In den USA wiederum hat die Amazon-Türkamera Ring der physischen Nachbarschaft ein soziales Überwachungs- und Sicherheitsnetzwerk übergeworfen, das inzwischen längst eine ergiebige Quelle für Polizei-Ermittlungen ist.

Eine völlig technische “Nachbarschaftshilfe”, also die Extremform dieses Verständnisses, liefert “Amazon Sidewalk”, eine Produktfunktion, die der Konzern in wenigen Tagen aktivieren wird. Konkret handelt es sich um ein Mesh-Netzwerk, das einen kleinen Teil der Wlan-Bandbreite (80kbps) von Nachbarn mit Amazon-Geräten nutzt. 

Das Nutzungsszenario: Wenn zum Beispiel der eigene Amazon Echo offline ist, kann er bis zur Reparatur der Wlan-Verbindung Grundfunktionen über das Nachbar-Signal abwickeln, bleibt also online.
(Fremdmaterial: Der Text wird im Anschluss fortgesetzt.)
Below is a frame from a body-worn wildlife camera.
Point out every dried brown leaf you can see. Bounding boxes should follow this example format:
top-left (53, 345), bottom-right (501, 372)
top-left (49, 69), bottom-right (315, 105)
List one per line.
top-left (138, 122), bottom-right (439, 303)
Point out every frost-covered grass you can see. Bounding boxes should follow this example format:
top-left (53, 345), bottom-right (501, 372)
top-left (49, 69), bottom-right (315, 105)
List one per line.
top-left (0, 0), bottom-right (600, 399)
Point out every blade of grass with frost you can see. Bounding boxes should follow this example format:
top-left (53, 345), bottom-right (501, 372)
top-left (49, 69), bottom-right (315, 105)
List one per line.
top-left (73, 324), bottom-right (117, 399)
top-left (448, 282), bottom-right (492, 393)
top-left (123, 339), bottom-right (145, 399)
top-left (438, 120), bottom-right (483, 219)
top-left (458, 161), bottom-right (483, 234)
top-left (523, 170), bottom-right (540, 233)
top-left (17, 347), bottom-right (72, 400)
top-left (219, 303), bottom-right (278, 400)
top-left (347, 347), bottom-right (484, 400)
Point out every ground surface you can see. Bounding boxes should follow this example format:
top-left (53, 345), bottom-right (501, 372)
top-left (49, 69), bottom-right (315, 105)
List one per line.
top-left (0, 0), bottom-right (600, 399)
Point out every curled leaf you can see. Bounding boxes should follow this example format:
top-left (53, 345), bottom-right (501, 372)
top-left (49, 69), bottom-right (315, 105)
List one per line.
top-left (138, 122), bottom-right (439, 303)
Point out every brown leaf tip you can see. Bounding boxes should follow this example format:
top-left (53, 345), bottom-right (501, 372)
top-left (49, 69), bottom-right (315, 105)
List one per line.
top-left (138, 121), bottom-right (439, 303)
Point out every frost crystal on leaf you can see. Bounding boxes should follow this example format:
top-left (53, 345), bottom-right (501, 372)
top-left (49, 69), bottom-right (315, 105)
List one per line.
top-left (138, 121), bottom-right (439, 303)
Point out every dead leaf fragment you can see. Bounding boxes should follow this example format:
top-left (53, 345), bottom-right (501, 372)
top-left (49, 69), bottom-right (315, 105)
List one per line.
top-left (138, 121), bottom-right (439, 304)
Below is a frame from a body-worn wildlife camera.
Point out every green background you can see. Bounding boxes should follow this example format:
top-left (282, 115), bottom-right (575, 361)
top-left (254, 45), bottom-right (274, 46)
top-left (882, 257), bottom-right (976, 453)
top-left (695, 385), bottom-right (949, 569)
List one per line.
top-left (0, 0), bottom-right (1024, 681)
Vor längerer Zeit bilanzierte der Digital-Designer Chenoe Hart einmal, dass ”Zuhause” für Amazon nur ein weiterer Logistik-Knoten sei. “Sidewalk” passt natürlich in diese Logik, muss aber nicht das Ende sein. 

Nachbarschaft als Logistik-Knoten

So stellte Hart die These auf, dass Lieferroboter physische Güter einmal (fast) so verschiebbar wie digitale Dateien machen könnten. Dies würde auch Geschäfte untereinander erleichtern, eine lokale Art Leih- und Weiterverkaufs-Ökonomie ermöglichen – also aus Amazon-Sicht einen Ausbau der Marketplace-Funktion. Hart:

Just as Airbnb was launched with the initial promise (if not always the lasting result) of transforming underutilized apartments and homes into decentralized competition for hotel rooms, a robot delivery system could turn every home effectively into a warehouse of objects offered for rent or sale.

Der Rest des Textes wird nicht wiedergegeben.